There is a top secret computer platform called “Placid Reflux” that was programmed to retaliate in kind to any attack from the outside. Because the computer accepted the intelligence community’s view that Russia had interfered with the 2016 presidential election, it retaliates at the next opportunity to do so. “Placid Reflux” could not be turned off, but could turn itself on, and it did so when it failed to get instructions on what to do with the Russian elections. The lack of directions leads “Placid Reflux” to assume that the president had been neutralized. From here, it gets more complicated as a cast of Russian and American characters become players.

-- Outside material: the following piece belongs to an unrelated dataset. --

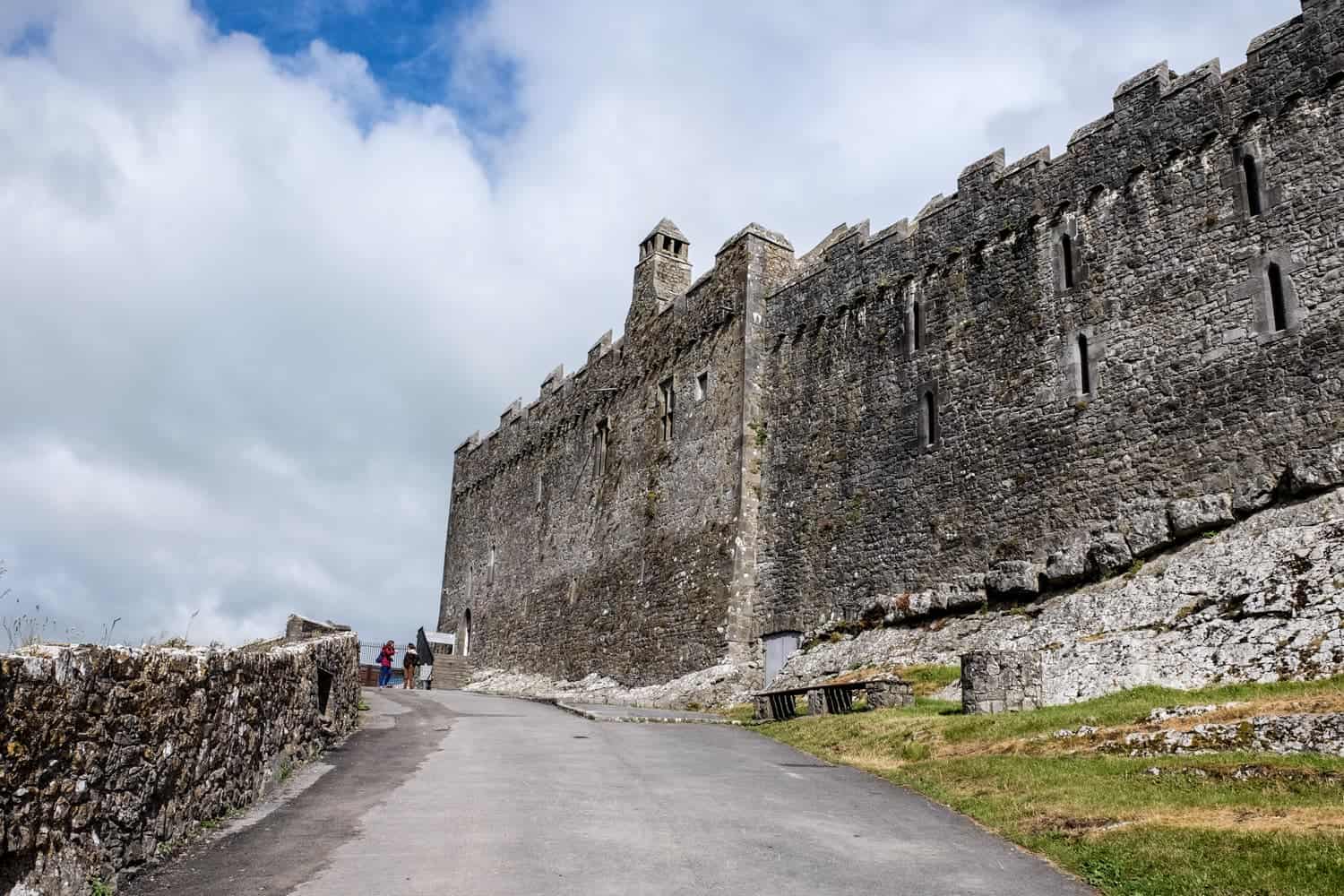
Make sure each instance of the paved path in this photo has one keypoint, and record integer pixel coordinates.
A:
(521, 798)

The novel is full of great personalities. The Trump supporters at FOX news are legion and barely disguised from the originals. Seamus Colonnity is number one at Fox. Nutterman describes him as being able to produce a wall of talk by speaking for hours without pausing to take a breath. Colonnity seems to enjoy fawning over the president, while others only fawned out of fear. In return, the president admires Seamus and freely borrows from the avalanche of insults Colonnity dumps on the president’s enemies.

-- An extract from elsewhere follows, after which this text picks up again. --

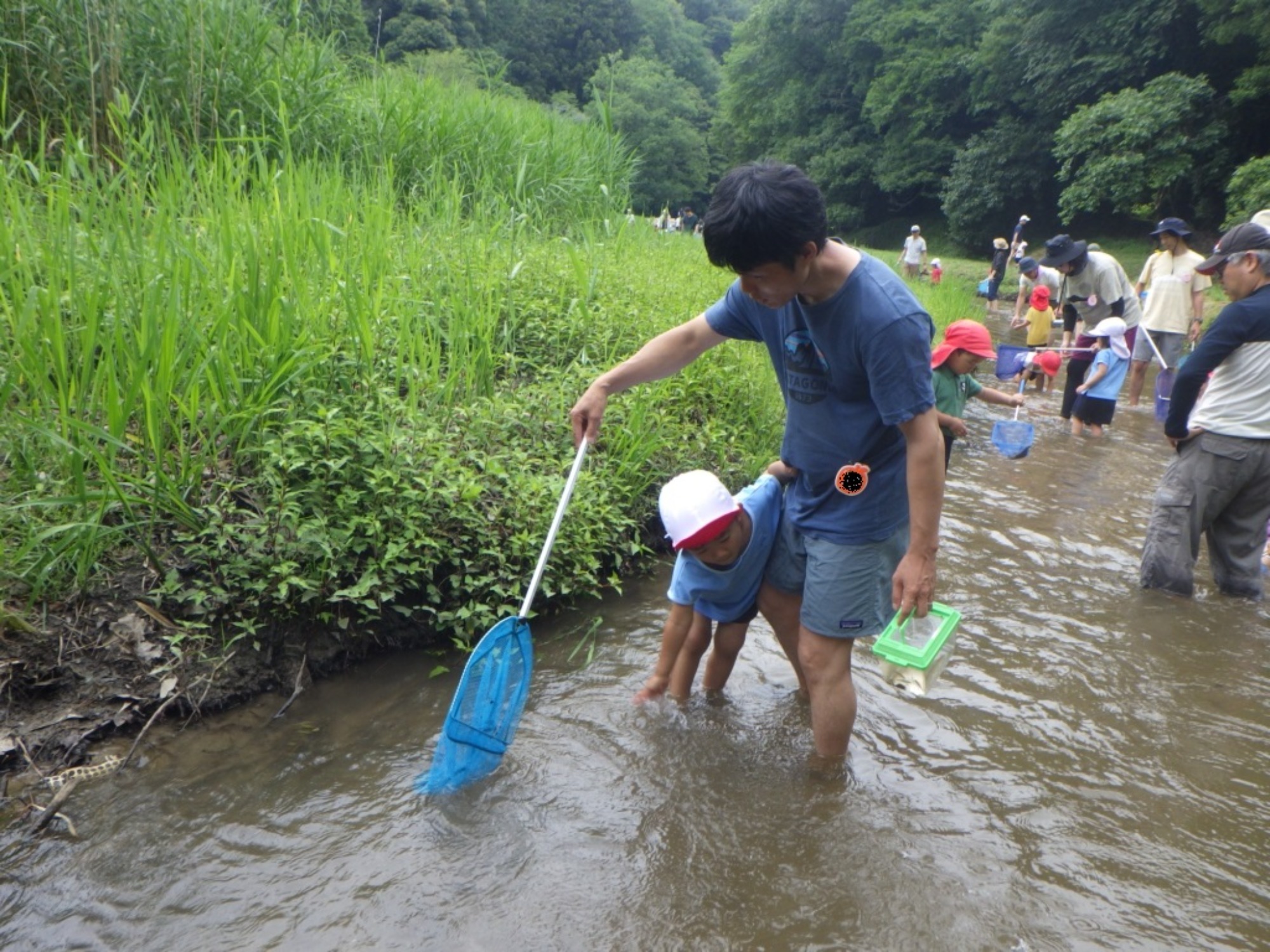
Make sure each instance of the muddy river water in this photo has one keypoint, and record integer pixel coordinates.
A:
(1090, 772)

Katie Borgia-O’Reilly is another of the president’s stalwarts who had been with him from the start of the 2016 campaign. Nutterman found her “sexy” in a “creepy” kind of way, and is impressed by her ability to take “going low to new heights.” Katie’s husband Jerome “Romy” O’Reilly has a Washington law practice and spends his spare time disparaging the president.
Other figures of note are the Chief of Communications, Greta Fibberson; Vice-President Pants; and, a rather pathetic figure, the Senator from South Carolina, Squigg Lee Biskitt whose Trump-given nickname is “Buttplug.” Trump’s inner circle seems to be in constant fear of the boss.
The plot rolls on and gets more complicated and absurdist as the second round of the Russian election approaches, and “Placid Reflux” is still operational. When the president is finally told of the existence of the rogue computer, he comes up with a solution to the problem that drives the crisis into deeper territory.
Ultimately, the issues get resolved; Russia is saved from the Communists by Putin and he will Make Russia Great Again. Among the key players on the Russian side of the story is Oleg Pishinsky, whose industrial empire traffics in human organs and controls the deadly chemical Novichok referred to as “Oil of Oleg.” Oleg’s relationship with Donald Trump goes back to the Miss Universe Pageant in 2013 where Trump gave private personal attention to each of the contestants. Oleg’s videos from the event add to one of the subplots. The two men also bonded over their fetishizing of gold.
In the end, all works out for Putin and Trump, although not for Herb Nutterman who receives a nine-year sentence, nor for Oleg who ends up dead by torpedo. Others lose their jobs and become consultants, or end up in Siberia. As Nutterman is writing this memoir, Don Jr. is prepping to become President of the United States by non-conventional means. He will Keep America Great.
To some degree the plot is beside the point. What makes this novel so much fun is Buckley’s ability to capture Trump and replicate nearly everything inside the Washington swamp.